She untied the ribbon. The mask slipped off, baring her face to the moon-glow and chandelier-light.

Smooth obsidian-black hair flowed like ink down her back, some strands caught in the shimmer of her earrings. Her features, finally visible, were striking—sculpted with defiant femininity. High cheekbones, a mouth made for both smirks and secrets, and eyes—those infernal red eyes—that glowed like coals beneath a velvet night.

“Don’t you dare let Grandpa see you like that,” Ryael teased, nudging her.

“Too late.”

Yuki spun.

Tipsy. Laughing. Light.

And then—

CRASH.

She collided with something solid. Or someone.

Strong arms caught her before her heels could skid off the floating tile. One hand gripped her waist instinctively, the other braced her upper back with a steadying firmness that made her breath stutter.

Her palms pressed against a chest—broad, powerful, warm.

She looked up—

Red met green. And violet.

His mask covered only half his face, as if it had been placed there not to conceal but to warn. One eye—the emerald—burned sharp as a blade, calculating and watchful. The other—the violet—was colder, distant, and unknowable, like the silence between storms.

His face was a portrait of restraint and chaos both. Pale blonde hair, tousled and ungoverned, fell over his brow in a way that made him look almost too beautiful to be real, until you noticed the tension in his jaw, the way his shoulders held danger like they were born with it.

Riven.

She didn’t know his name. But in that moment, she knew him.

She felt it in her ribs. In the air tightening between them. In the way his hand didn’t let her fall, but also didn’t let her go.

He was taller than her by more than a head, and for a brief, breathless moment, it felt like the world had narrowed to just his arms around her—and her body, slightly arched in the space between.

He stared at her. Not like she was a stranger. Not like she was a princess.

He stared at her like she was… real. Like she was something that could unravel him.

And something in her unraveled too.

She didn’t feel love, not yet. Not even admiration.

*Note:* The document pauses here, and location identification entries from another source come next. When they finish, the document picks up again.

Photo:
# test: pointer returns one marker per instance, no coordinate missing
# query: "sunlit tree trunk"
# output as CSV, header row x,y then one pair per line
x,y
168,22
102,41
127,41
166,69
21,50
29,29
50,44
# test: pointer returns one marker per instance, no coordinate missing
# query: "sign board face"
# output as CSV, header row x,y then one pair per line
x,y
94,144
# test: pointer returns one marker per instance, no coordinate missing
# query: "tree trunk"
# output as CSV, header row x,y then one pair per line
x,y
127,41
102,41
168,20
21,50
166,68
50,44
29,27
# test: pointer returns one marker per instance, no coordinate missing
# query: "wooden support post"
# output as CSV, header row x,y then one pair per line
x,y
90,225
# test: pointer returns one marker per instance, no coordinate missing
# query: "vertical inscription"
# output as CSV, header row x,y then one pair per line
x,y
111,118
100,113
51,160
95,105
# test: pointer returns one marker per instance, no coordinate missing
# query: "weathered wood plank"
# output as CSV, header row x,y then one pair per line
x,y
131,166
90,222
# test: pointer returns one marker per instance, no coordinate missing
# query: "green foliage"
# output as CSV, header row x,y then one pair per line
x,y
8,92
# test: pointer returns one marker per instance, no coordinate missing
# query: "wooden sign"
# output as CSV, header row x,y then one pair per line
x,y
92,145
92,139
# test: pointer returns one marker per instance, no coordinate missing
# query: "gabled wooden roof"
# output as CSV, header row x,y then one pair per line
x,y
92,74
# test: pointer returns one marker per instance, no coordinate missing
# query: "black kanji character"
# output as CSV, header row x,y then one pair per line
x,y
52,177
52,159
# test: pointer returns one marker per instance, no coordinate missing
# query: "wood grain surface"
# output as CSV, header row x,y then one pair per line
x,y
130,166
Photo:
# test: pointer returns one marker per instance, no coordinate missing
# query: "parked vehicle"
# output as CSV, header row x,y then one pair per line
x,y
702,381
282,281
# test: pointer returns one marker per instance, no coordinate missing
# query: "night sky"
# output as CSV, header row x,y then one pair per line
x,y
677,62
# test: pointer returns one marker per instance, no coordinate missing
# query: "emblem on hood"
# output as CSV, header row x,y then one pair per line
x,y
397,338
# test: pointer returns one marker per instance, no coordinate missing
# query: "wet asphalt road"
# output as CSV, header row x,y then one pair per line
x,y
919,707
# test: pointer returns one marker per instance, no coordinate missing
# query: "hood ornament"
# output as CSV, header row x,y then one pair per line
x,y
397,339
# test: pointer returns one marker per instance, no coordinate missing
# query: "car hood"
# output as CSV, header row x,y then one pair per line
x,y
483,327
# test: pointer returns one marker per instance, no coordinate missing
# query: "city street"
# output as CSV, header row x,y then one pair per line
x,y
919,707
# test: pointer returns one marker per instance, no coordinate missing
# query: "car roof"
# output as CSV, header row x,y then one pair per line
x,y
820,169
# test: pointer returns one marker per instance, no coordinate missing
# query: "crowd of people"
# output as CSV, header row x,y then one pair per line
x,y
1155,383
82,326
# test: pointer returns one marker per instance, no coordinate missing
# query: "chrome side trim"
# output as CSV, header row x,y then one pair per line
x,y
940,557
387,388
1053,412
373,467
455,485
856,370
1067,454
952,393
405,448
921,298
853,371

But something pulled tight in her chest. Something unfamiliar. Something sharp and quiet and deep.

A flicker of heat beneath her skin. A foreign current down her spine.

Her lips parted, caught between apology and question.

But all she said was...

“Sorry.”

Her voice came out softer than she intended.

He didn’t speak. Didn’t nod. Just blinked slowly, like he was memorizing her face, the weight of her against him, the way her eyes widened when caught.

That gaze was unreadable, relentless, was a lock she didn’t know she’d wanted to open.

She stepped back. Just enough to breathe. Her fingers curled into her skirts.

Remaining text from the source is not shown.